As a taxpayer, parent of school-aged children, and member of the Monroe school board, I have had the unique opportunity to see this issue from many sides, and I support the efforts of Rep. Davis to push for reforms that seek to maintain the vitality of Wisconsin's schools in an environment of low growth rates in student populations.

Wisconsin's school funding formula, while difficult to understand, is even harder to manage from a practical standpoint in school districts with flat enrollment. A fundamental disconnect between the growth rate in revenue authority, based on changes in the Consumer Price Index (CPI), and the QEO law results in an annual structural budget deficit of 1 percent to 2 percent in districts with flat enrollment. In school districts, this has meant the continued loss of programs and staff, or ongoing referendum requests that are a difficult sell in today's economy. Area districts have fared well due to strong support from local communities, but there are no permanent solutions in sight to this recurring problem.

Davis' plan has been criticized for not involving enough major stakeholders or groups in the process of developing his current proposal. However, since 1984, 13 statewide initiatives on school funding have yielded no results.
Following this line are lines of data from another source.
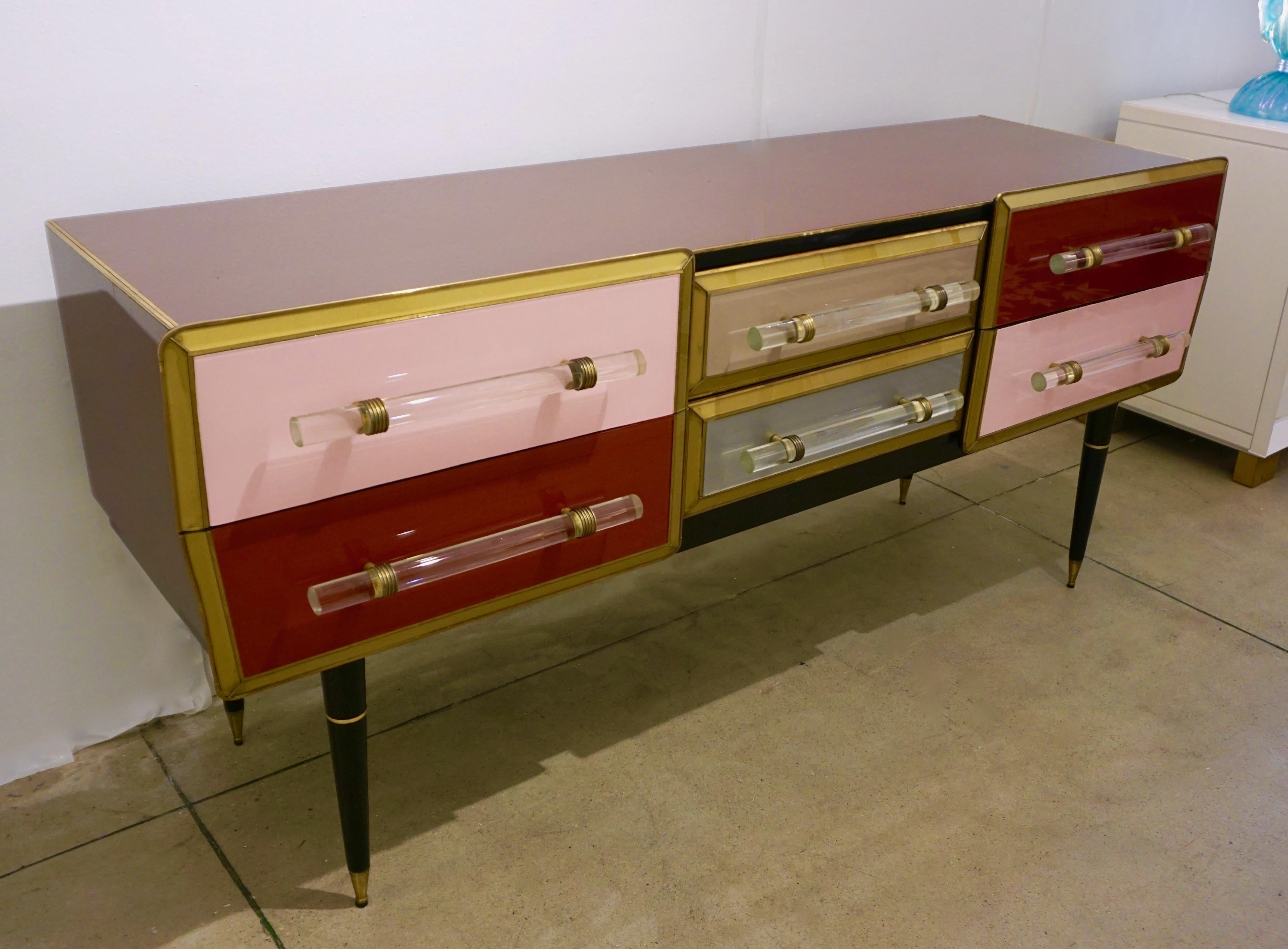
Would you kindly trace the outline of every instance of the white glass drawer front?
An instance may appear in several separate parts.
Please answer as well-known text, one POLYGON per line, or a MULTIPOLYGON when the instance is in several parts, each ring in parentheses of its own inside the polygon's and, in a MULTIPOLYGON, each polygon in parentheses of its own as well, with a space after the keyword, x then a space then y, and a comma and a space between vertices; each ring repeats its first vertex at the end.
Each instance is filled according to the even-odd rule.
POLYGON ((707 422, 702 496, 954 418, 962 354, 707 422))

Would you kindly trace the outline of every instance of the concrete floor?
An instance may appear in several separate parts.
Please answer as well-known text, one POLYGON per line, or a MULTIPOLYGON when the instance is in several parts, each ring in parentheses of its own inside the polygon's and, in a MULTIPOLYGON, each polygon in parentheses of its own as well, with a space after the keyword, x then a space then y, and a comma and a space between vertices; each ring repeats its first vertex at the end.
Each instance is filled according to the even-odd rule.
POLYGON ((1288 944, 1288 476, 1069 422, 3 789, 4 946, 1288 944))

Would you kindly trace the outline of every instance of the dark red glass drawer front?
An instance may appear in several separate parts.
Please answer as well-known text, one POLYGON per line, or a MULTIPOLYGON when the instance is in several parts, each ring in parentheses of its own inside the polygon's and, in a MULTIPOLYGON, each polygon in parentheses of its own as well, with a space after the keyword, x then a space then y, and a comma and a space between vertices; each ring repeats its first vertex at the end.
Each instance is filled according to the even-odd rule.
POLYGON ((1051 255, 1122 237, 1190 224, 1216 224, 1224 175, 1081 198, 1011 214, 1002 263, 997 324, 1059 313, 1207 273, 1212 245, 1051 273, 1051 255))
POLYGON ((670 416, 383 484, 214 528, 233 636, 247 676, 665 546, 670 416), (576 541, 314 615, 305 591, 365 564, 425 554, 638 494, 644 515, 576 541))

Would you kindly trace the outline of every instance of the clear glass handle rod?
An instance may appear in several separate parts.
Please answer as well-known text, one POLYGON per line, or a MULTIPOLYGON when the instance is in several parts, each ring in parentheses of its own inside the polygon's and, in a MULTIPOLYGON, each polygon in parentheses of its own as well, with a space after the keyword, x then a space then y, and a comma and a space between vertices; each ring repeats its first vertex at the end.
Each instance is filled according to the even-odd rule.
POLYGON ((962 283, 917 287, 907 294, 895 294, 862 303, 850 300, 818 313, 804 313, 777 323, 753 326, 747 330, 747 345, 759 353, 762 349, 777 349, 790 343, 809 343, 818 336, 833 336, 891 319, 914 317, 918 313, 936 313, 957 303, 970 303, 976 297, 979 297, 979 283, 965 281, 962 283))
POLYGON ((1141 336, 1139 343, 1132 343, 1130 346, 1112 349, 1108 353, 1090 355, 1083 359, 1051 363, 1051 368, 1034 372, 1030 381, 1033 382, 1034 391, 1042 393, 1057 385, 1073 385, 1087 376, 1117 370, 1119 366, 1126 366, 1127 363, 1157 359, 1172 352, 1172 346, 1185 349, 1188 345, 1190 345, 1190 335, 1188 332, 1173 332, 1170 336, 1141 336))
POLYGON ((612 355, 581 357, 558 366, 461 382, 411 395, 362 399, 325 412, 291 418, 291 440, 304 448, 354 435, 379 435, 408 422, 435 421, 453 415, 487 409, 565 389, 594 389, 599 382, 643 376, 648 366, 638 349, 612 355))
POLYGON ((323 615, 368 600, 381 600, 465 570, 475 570, 533 550, 590 537, 599 531, 629 524, 641 516, 644 516, 644 503, 636 494, 614 497, 612 501, 600 501, 587 507, 572 507, 553 518, 487 537, 477 537, 430 554, 417 554, 388 564, 367 564, 366 569, 358 573, 316 583, 308 590, 309 606, 317 615, 323 615))
POLYGON ((965 403, 966 399, 956 389, 899 399, 898 404, 889 408, 836 418, 795 435, 774 435, 766 444, 746 449, 738 461, 743 471, 756 474, 775 465, 790 465, 837 448, 859 448, 899 429, 942 421, 956 415, 965 403))
POLYGON ((1077 250, 1066 250, 1051 255, 1051 273, 1070 273, 1087 270, 1103 264, 1117 264, 1121 260, 1142 258, 1146 254, 1159 254, 1164 250, 1189 247, 1191 243, 1207 243, 1216 234, 1211 224, 1191 224, 1186 228, 1159 230, 1157 234, 1124 237, 1121 241, 1092 243, 1077 250))

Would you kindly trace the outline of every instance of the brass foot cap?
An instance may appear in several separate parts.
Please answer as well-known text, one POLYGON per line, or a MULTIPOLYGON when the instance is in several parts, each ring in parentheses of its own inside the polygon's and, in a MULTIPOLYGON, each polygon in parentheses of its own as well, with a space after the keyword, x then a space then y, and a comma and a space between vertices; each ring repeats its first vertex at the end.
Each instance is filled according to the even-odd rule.
POLYGON ((237 711, 233 711, 231 708, 225 708, 224 713, 228 716, 228 726, 233 730, 233 744, 240 746, 242 740, 245 740, 242 735, 242 719, 245 716, 245 709, 238 708, 237 711))
POLYGON ((1078 582, 1078 570, 1082 569, 1081 560, 1069 561, 1069 588, 1073 590, 1073 585, 1078 582))
POLYGON ((349 873, 349 879, 353 881, 353 905, 362 909, 367 905, 367 877, 371 876, 371 870, 363 870, 362 873, 349 873))

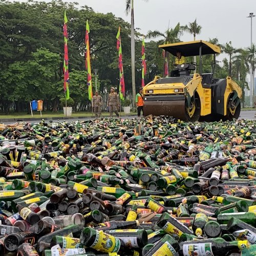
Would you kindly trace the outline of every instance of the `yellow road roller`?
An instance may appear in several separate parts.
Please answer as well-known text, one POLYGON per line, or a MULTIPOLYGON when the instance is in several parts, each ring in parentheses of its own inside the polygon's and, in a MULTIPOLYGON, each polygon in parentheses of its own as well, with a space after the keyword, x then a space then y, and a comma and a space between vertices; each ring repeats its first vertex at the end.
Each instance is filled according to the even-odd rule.
POLYGON ((177 52, 185 57, 199 56, 199 64, 178 65, 170 76, 155 76, 145 86, 143 89, 145 116, 170 116, 192 121, 238 118, 241 89, 229 76, 225 79, 214 78, 216 55, 221 53, 218 46, 200 40, 159 47, 174 56, 177 52), (207 54, 214 56, 211 72, 202 74, 202 56, 207 54), (196 66, 198 73, 190 74, 196 66))

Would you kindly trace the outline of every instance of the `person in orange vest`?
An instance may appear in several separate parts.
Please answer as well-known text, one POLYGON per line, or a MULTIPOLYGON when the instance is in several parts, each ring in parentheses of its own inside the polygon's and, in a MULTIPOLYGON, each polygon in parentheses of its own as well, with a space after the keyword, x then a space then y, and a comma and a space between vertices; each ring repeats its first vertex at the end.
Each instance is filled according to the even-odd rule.
POLYGON ((143 114, 143 105, 144 105, 144 100, 142 94, 142 88, 141 87, 140 88, 140 92, 137 93, 136 95, 136 102, 137 104, 137 109, 138 109, 138 116, 140 116, 140 112, 142 111, 142 115, 144 115, 143 114))

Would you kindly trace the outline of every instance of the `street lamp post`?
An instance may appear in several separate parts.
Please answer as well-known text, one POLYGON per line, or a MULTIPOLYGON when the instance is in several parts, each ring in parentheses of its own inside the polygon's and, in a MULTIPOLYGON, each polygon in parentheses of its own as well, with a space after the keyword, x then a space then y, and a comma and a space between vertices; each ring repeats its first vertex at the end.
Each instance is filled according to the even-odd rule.
MULTIPOLYGON (((253 12, 250 12, 249 14, 249 16, 248 16, 247 17, 247 18, 250 18, 251 19, 251 48, 252 46, 252 18, 253 17, 255 17, 255 15, 253 15, 253 12)), ((250 69, 250 105, 251 106, 253 106, 254 104, 253 102, 254 101, 254 88, 252 88, 252 79, 253 78, 252 77, 252 69, 250 69)))
POLYGON ((98 72, 98 70, 97 69, 94 69, 94 75, 95 76, 95 92, 97 92, 97 73, 98 72))

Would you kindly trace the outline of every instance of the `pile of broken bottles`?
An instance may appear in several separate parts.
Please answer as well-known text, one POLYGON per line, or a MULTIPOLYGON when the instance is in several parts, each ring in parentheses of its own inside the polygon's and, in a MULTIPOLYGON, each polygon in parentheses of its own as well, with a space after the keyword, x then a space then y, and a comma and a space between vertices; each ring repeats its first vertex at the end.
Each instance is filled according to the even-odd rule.
POLYGON ((256 121, 0 124, 0 255, 256 251, 256 121))

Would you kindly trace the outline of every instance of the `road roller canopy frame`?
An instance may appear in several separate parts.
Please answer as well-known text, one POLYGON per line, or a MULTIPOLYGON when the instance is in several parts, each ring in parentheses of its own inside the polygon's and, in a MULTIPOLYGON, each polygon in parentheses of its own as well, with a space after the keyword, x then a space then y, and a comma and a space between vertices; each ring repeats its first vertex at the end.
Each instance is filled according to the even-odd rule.
MULTIPOLYGON (((184 57, 199 56, 199 74, 200 75, 202 75, 202 56, 213 54, 214 57, 214 68, 211 77, 214 72, 216 62, 215 54, 221 53, 221 49, 219 46, 202 40, 161 45, 159 46, 159 48, 165 51, 165 54, 166 52, 168 52, 174 56, 176 55, 177 52, 181 52, 182 56, 184 57)), ((165 58, 164 58, 164 59, 165 59, 165 58)))

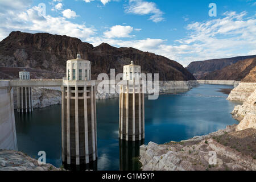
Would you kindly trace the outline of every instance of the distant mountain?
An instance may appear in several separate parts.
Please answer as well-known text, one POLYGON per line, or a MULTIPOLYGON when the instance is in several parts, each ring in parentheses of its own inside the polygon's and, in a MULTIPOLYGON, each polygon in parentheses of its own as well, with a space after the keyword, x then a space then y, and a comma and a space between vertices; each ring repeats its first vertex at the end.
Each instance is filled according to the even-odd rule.
POLYGON ((239 61, 255 57, 256 57, 256 55, 195 61, 190 63, 186 68, 192 73, 197 79, 201 79, 210 72, 221 70, 222 68, 233 64, 239 61))
POLYGON ((256 82, 256 67, 254 67, 250 73, 242 80, 242 82, 256 82))
POLYGON ((242 60, 235 64, 232 64, 224 68, 212 72, 201 80, 242 80, 245 78, 247 82, 254 82, 253 77, 255 79, 256 75, 253 71, 249 73, 256 67, 256 56, 254 58, 242 60), (246 77, 247 78, 245 78, 246 77))
POLYGON ((0 78, 18 78, 18 71, 23 67, 32 72, 32 78, 61 78, 66 61, 76 58, 77 53, 91 61, 94 79, 99 73, 109 74, 110 68, 115 68, 116 74, 122 73, 123 66, 133 60, 141 65, 142 72, 159 73, 160 80, 195 80, 181 64, 152 53, 106 43, 94 47, 65 35, 20 31, 11 32, 0 42, 0 78))

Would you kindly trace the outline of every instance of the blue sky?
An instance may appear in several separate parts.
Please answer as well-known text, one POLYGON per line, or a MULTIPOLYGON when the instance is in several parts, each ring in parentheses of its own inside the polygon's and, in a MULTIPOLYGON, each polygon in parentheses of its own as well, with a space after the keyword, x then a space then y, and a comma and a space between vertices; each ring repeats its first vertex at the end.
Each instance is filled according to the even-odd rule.
POLYGON ((94 46, 133 47, 185 67, 256 55, 255 17, 255 0, 0 0, 0 40, 16 30, 67 35, 94 46), (216 17, 209 16, 210 3, 216 17))

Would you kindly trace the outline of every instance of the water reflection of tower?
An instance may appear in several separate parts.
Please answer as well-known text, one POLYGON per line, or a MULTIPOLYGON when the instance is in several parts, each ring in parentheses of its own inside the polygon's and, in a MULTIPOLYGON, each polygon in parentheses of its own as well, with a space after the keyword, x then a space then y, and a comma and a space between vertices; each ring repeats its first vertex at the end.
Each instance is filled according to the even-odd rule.
POLYGON ((144 93, 141 78, 141 66, 123 67, 123 80, 120 86, 119 137, 121 140, 137 141, 144 138, 144 93))
MULTIPOLYGON (((30 80, 30 72, 23 71, 19 72, 19 80, 30 80)), ((33 111, 32 105, 32 89, 28 86, 19 86, 17 88, 17 110, 21 113, 31 112, 33 111)))
POLYGON ((139 171, 141 169, 139 146, 144 144, 144 140, 135 142, 119 140, 119 170, 139 171))
POLYGON ((97 146, 95 82, 90 62, 67 61, 62 86, 62 160, 68 169, 97 169, 97 146))

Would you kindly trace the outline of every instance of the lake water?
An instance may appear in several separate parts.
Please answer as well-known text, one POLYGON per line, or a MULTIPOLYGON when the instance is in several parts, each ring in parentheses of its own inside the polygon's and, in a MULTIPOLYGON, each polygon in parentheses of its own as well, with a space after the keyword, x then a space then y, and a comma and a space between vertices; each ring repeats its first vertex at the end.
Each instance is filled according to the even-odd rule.
MULTIPOLYGON (((237 122, 230 114, 237 103, 226 100, 218 92, 232 86, 201 85, 175 95, 160 95, 157 100, 145 98, 145 140, 164 143, 187 139, 225 129, 237 122)), ((118 139, 119 98, 97 101, 98 170, 137 169, 135 156, 141 143, 118 139)), ((61 105, 35 109, 32 113, 15 112, 18 150, 38 159, 46 152, 47 163, 61 165, 61 105)))

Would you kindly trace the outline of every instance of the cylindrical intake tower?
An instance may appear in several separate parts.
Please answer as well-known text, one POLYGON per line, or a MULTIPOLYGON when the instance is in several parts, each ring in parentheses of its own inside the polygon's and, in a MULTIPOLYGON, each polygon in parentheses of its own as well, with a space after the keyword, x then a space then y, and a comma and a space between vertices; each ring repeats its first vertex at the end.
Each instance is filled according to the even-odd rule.
POLYGON ((141 66, 123 67, 126 85, 120 86, 119 137, 121 140, 136 141, 144 138, 144 93, 141 84, 141 66))
POLYGON ((76 59, 67 61, 67 76, 62 86, 63 163, 68 169, 91 168, 97 148, 96 86, 90 81, 90 62, 77 55, 76 59))
MULTIPOLYGON (((25 69, 19 72, 19 80, 30 79, 30 72, 25 69)), ((32 89, 31 87, 22 86, 17 88, 17 110, 21 113, 33 111, 32 105, 32 89)))

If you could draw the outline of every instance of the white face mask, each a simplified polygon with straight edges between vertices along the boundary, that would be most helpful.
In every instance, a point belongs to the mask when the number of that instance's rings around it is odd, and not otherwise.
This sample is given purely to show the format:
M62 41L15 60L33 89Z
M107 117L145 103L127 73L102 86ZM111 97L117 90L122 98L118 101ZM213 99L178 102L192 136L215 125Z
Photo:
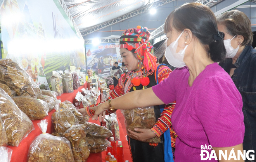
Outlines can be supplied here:
M180 50L176 53L178 47L178 40L183 33L183 31L180 36L177 38L176 40L173 42L166 48L164 56L168 62L172 66L176 68L182 68L186 66L183 61L185 50L188 45L186 46L184 49Z
M235 35L231 39L227 39L224 40L224 46L226 49L227 51L227 54L226 54L226 58L233 58L235 56L235 54L237 53L238 49L239 49L239 46L240 45L239 45L237 48L234 49L231 46L231 40L235 37L237 35Z

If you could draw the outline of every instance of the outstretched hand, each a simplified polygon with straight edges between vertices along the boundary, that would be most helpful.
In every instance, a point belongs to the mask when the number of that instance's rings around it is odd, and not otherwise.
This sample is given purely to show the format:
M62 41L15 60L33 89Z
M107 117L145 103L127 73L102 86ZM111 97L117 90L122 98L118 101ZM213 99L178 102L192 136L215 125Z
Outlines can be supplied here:
M93 120L98 120L99 117L99 121L101 122L105 119L106 111L109 109L109 105L107 102L105 102L95 107L89 107L89 108L95 111L94 115L92 119Z
M156 134L150 129L134 128L134 130L140 133L136 133L130 129L128 130L130 133L130 137L138 141L145 142L149 139L156 136Z

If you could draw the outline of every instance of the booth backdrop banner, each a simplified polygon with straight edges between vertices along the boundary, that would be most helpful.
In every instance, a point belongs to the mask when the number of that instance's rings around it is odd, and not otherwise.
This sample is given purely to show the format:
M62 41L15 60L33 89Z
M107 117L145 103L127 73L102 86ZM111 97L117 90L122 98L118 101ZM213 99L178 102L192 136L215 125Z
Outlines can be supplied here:
M58 0L0 0L0 5L2 57L20 64L41 89L51 88L54 70L86 68L83 39Z
M87 69L92 69L100 78L109 78L110 70L115 62L121 67L119 43L102 43L97 46L89 44L85 47Z

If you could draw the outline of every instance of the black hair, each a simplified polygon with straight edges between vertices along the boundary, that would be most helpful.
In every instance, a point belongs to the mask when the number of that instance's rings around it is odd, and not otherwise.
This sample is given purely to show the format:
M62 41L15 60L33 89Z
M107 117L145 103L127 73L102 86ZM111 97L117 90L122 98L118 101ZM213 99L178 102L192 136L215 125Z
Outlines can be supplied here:
M177 30L190 29L213 61L219 62L225 58L226 52L223 42L224 34L218 31L216 17L209 7L201 3L192 3L174 10L165 21L166 33L171 30L172 20L173 27ZM221 38L216 40L216 35Z

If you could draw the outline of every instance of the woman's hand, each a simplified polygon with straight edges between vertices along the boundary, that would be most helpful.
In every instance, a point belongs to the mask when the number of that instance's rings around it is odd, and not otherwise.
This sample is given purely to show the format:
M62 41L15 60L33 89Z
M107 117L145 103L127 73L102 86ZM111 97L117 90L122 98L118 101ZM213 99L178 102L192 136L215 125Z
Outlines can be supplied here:
M101 122L105 119L105 115L106 114L106 111L109 108L108 101L102 103L99 105L93 107L89 107L90 109L94 110L94 115L92 118L92 120L98 120L99 116L99 120Z
M128 130L131 135L131 137L132 138L138 141L145 142L156 136L156 134L150 129L134 128L134 130L140 133L136 133L130 129Z
M86 112L86 110L85 110L85 108L80 108L80 109L78 109L77 110L83 116L87 115L87 113Z

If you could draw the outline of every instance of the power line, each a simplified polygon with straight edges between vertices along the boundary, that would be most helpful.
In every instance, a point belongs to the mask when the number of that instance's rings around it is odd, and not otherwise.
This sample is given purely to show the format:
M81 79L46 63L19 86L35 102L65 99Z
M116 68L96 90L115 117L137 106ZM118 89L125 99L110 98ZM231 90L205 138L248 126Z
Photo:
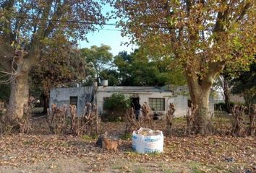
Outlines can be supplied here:
M25 17L21 16L17 16L16 18L20 19L33 19L33 20L43 20L43 21L49 21L49 22L66 22L66 23L77 23L82 25L106 25L106 26L115 26L118 27L119 25L113 23L99 23L99 22L81 22L77 20L60 20L60 19L42 19L42 18L34 18L34 17ZM163 24L161 24L163 25ZM166 25L166 24L164 24ZM140 26L144 28L158 28L158 29L168 29L168 30L174 30L175 27L169 27L167 26L158 26L158 25L144 25Z
M76 20L50 19L42 19L42 18L34 18L34 17L21 17L21 16L17 16L16 18L20 18L20 19L24 19L65 22L65 23L77 23L77 24L82 24L82 25L107 25L107 26L115 26L115 27L117 26L116 24L111 24L111 23L98 23L98 22L81 22L81 21L76 21Z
Impressive-sounding groups like the Governor's Task Force on School Finance, or the Wisconsin School Finance Adequacy Project, or even the Commission on Schools for the 21st Century, have floundered and failed at real reform on these issues.

Stakeholders, special interests and bureaucrats alike have all let us and the children of the next generation down by failing to come together and solving these issues for the sake of the one group who's voice is rarely heard - the children of our state. Their hopes and dreams, their opportunities and obstacles, their futures - all rise and fall with the successes and failures of these initiatives. This problem must be solved, and solved now.

I applaud Davis, or any legislator for that matter, for taking a new approach to solving a difficult problem. Learning from the mistakes of these past policy initiatives might not be such a bad idea. Critics of Davis' plan offer no alternative approaches beyond those that have failed so many times before. I hope that the many groups that have so much at stake in this process will come together and support true reform of our school funding system, and ensure the viability of our local school districts for many years to come.